Ora quando ti guardo mi sento sereno quasi quanto sembri esserlo tu. Mi avvicino e ti poso un bacio sulle labbra.

 

“E’ incredibile quanto tu mi abbia cambiato. Giuro che non ti dimenticherò mai. Addio, Bulma.”

 

Ancora un istante, poi distolgo gli occhi dal tuo viso e chiudo dietro di me la porta dove giaci addormentata per sempre. D’ora in poi, nulla sarà più lo stesso.

 

“Se n’è andata.” Dico in un soffio con la mia solita aria da duro.

 

Urla, passi concitati, il pianto sommesso di Trunks, le grida di Bra che ti chiama come se strepitando come una iena potesse riportarti indietro.

 

Poi Goku mi si avvicina e mi mette una mano sulla spalla; il suo volto è distrutto quando mi dice: “Mi dispiace tanto, amico.” Sul mio volto impassibile deve scorgere qualcosa, perché i suoi occhi si spalancano per un secondo, sorpresi, poi mi sorride. Che lui abbia capito? Che si sia accorto delle lacrime che ho versato? Dannazione!

”Domani voglio allenarmi con te, ti aspetto al sorgere del sole, puntuale!” Gli ordino quasi, voltandogli le spalle.

 

“Va bene, come vuoi. Io torno a casa per dire a Chichi…” Le parole gli muoiono sulle labbra.

Avverto la compassione nel suo silenzio, la consapevolezza di avere ancora la sua donna a fianco lo fa sentire in colpa forse?

Si volta, sento i suoi passi allontanarsi, e decido di dirglielo.

 

“Kaharot!”

 

“Cosa?”

 

“Stalle sempre accanto, non lasciarti sfuggire neanche un minuto della sua compagnia finché puoi.”

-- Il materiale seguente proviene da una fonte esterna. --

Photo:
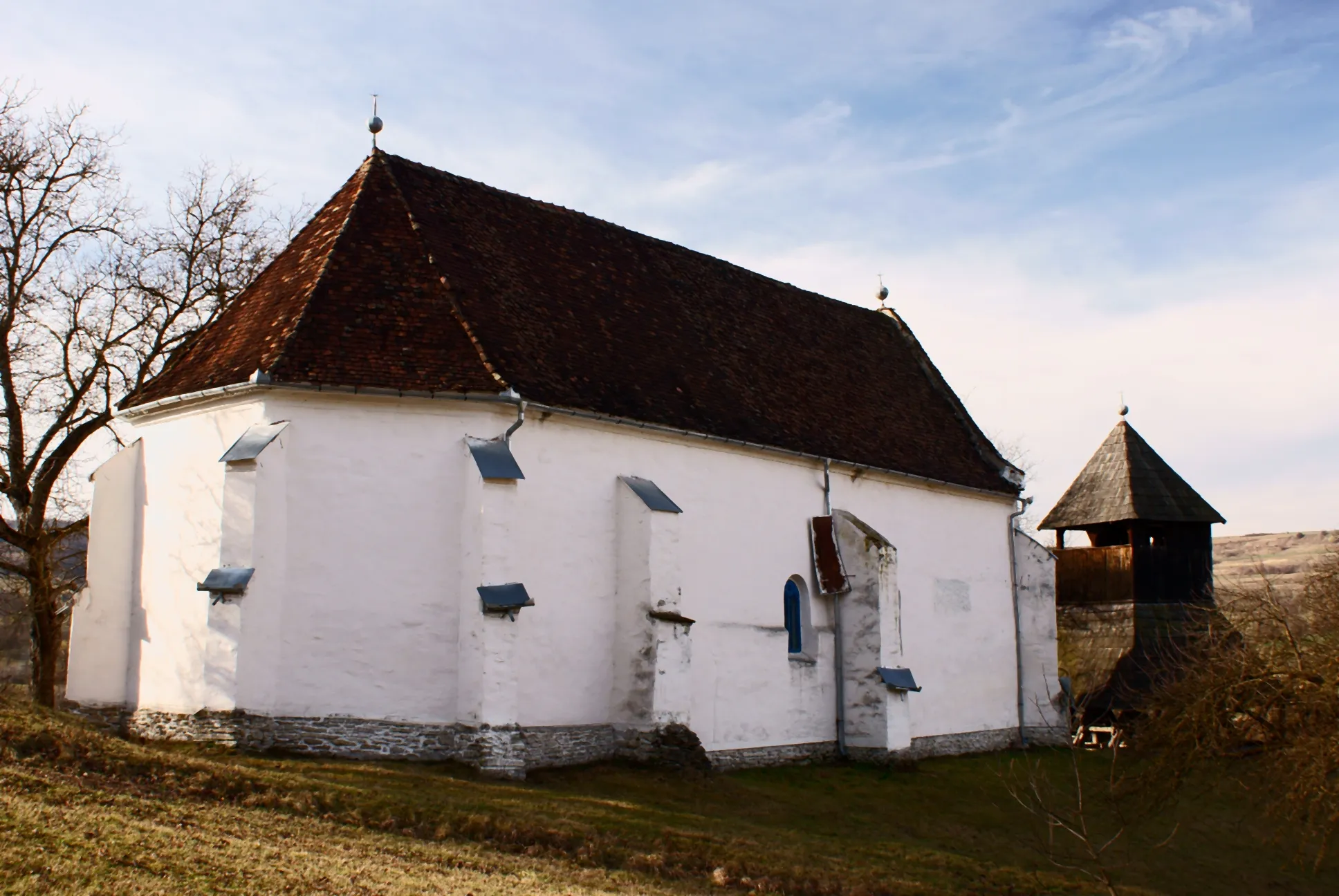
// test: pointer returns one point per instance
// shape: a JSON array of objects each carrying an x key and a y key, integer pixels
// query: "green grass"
[{"x": 84, "y": 813}]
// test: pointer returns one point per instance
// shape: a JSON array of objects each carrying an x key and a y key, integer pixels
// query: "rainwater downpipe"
[
  {"x": 837, "y": 653},
  {"x": 1018, "y": 618}
]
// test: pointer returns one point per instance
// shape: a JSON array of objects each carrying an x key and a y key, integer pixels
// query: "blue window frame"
[{"x": 795, "y": 623}]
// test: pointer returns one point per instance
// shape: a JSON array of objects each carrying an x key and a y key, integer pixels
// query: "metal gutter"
[
  {"x": 505, "y": 398},
  {"x": 1018, "y": 618},
  {"x": 838, "y": 662}
]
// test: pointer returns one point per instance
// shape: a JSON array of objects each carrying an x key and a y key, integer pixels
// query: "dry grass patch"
[{"x": 82, "y": 812}]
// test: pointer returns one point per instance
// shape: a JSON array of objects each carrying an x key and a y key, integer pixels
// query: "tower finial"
[{"x": 374, "y": 124}]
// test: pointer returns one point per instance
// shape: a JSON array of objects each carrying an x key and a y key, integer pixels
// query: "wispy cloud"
[{"x": 1069, "y": 200}]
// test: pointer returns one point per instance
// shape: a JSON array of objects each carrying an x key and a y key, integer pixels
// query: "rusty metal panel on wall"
[{"x": 828, "y": 567}]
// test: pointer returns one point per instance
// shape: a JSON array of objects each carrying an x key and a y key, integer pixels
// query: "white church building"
[{"x": 469, "y": 476}]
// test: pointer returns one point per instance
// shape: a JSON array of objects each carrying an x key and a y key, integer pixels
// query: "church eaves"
[
  {"x": 1127, "y": 480},
  {"x": 417, "y": 280}
]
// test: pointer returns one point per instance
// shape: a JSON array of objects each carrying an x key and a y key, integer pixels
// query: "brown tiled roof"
[
  {"x": 419, "y": 280},
  {"x": 1127, "y": 480}
]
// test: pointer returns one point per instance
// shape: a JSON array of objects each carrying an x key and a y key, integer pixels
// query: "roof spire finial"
[{"x": 374, "y": 124}]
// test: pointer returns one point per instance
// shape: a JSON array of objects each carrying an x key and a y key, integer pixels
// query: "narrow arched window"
[{"x": 795, "y": 622}]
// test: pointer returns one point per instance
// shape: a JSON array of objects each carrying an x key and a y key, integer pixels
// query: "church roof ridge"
[{"x": 434, "y": 283}]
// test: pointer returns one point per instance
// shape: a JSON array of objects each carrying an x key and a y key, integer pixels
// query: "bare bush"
[{"x": 1257, "y": 702}]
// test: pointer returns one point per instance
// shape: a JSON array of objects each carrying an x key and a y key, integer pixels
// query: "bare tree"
[{"x": 94, "y": 303}]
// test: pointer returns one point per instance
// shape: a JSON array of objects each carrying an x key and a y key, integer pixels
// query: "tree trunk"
[
  {"x": 46, "y": 651},
  {"x": 46, "y": 624}
]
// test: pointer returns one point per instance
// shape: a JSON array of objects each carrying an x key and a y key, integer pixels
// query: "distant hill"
[{"x": 1283, "y": 556}]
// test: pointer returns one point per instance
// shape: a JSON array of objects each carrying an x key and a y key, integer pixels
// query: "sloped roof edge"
[{"x": 1127, "y": 480}]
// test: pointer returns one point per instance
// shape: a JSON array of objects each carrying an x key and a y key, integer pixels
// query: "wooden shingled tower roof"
[
  {"x": 416, "y": 280},
  {"x": 1127, "y": 480}
]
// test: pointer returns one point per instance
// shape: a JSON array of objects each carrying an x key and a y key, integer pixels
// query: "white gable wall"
[
  {"x": 360, "y": 517},
  {"x": 183, "y": 527}
]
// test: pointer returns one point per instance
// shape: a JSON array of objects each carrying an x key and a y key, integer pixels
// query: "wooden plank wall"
[{"x": 1088, "y": 576}]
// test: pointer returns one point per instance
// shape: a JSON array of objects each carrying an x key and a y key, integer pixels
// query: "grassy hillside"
[
  {"x": 84, "y": 813},
  {"x": 1283, "y": 556}
]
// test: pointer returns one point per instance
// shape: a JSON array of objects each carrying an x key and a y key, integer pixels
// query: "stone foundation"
[
  {"x": 509, "y": 752},
  {"x": 773, "y": 756},
  {"x": 560, "y": 745}
]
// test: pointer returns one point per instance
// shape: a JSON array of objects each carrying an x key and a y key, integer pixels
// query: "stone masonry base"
[{"x": 509, "y": 752}]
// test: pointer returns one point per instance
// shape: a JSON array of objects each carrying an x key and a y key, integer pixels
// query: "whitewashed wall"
[
  {"x": 363, "y": 528},
  {"x": 1042, "y": 702}
]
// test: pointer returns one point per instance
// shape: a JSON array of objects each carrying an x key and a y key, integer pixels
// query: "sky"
[{"x": 1071, "y": 203}]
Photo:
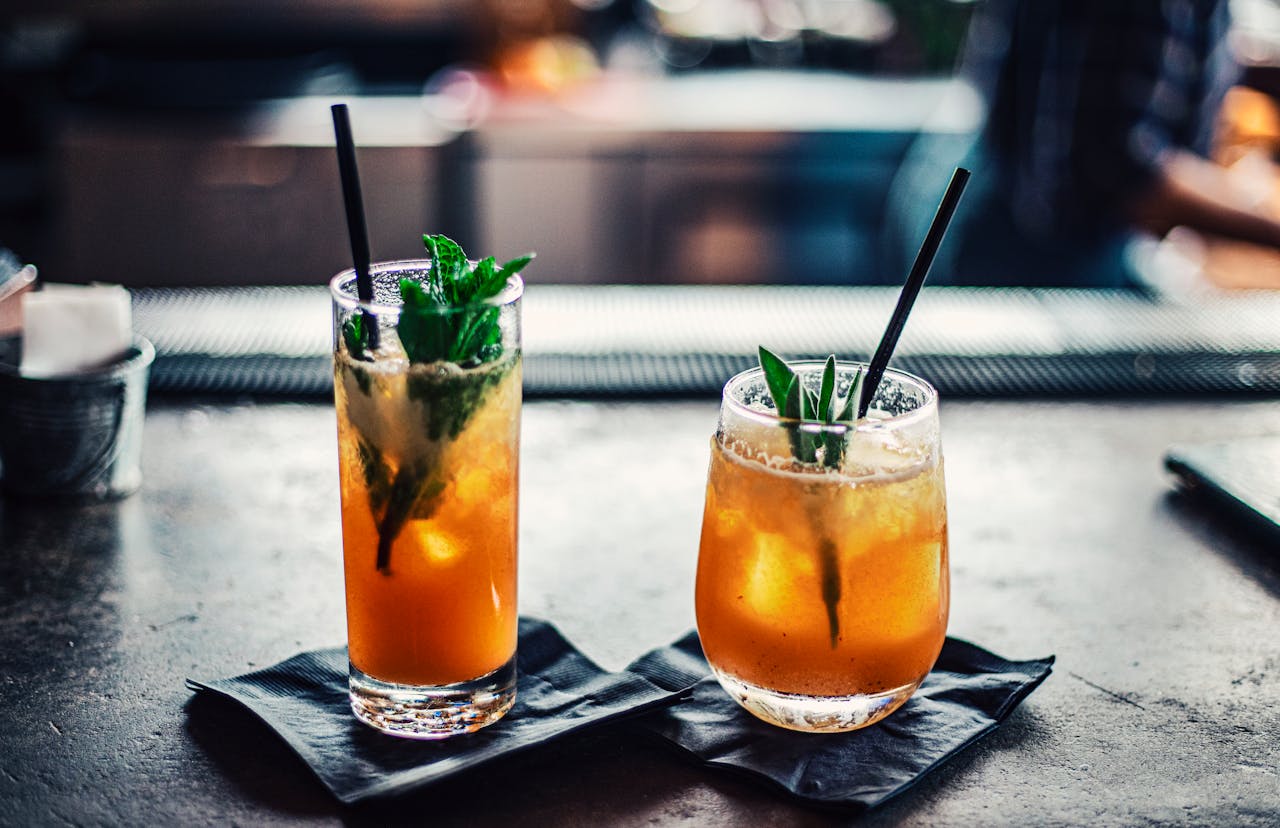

”Vegeta…!” Esclama con stupore. Non mi volto, non mi va di vedere la sua faccia in quell’espressione idiota nel comprendere che anche io ho dei sentimenti: il mio orgoglio me lo impedisce. Finisco comunque di fargli sapere quello che provo, poi può anche farsi cascare gli occhi fuori dalle orbite nel tentativo di riconoscermi.

 

“Non sai – abbasso la voce, il dolore mi impedisce di mantenere un tono fermo – non sai quanto male fa quando se ne vanno. Non lo sapevo neanche io fino a qualche minuto fa.”

 

Un’altra dannata lacrima si forma nel mio occhio sinistro, impedendomi di continuare, ma io tento di inghiottirla e, soprattutto, continuo a dargli le spalle.

 

Sento che non si muove, così gli urlo di andarsene, mi ha sentito? Deve tornare da lei, fare quello che io non ho mai fatto per Bulma, ricordarle spesso quanto la ami. Quando finalmente si allontana quella maledetta, ultima lacrima si stacca dalla mie ciglia e cade sul pavimento, asciugandosi lentamente, mentre anche i singhiozzi di là, nella stanza, si placano.

 

Guardo fuori: anche il sole tramonta con te, l’ultimo raggio mi sfiora la mano come una carezza e la prima stella della sera si accende brillando fieramente.

Sorrido pensando che forse, quella stella così sfacciata da sfidare addirittura la luna, forse sei proprio tu.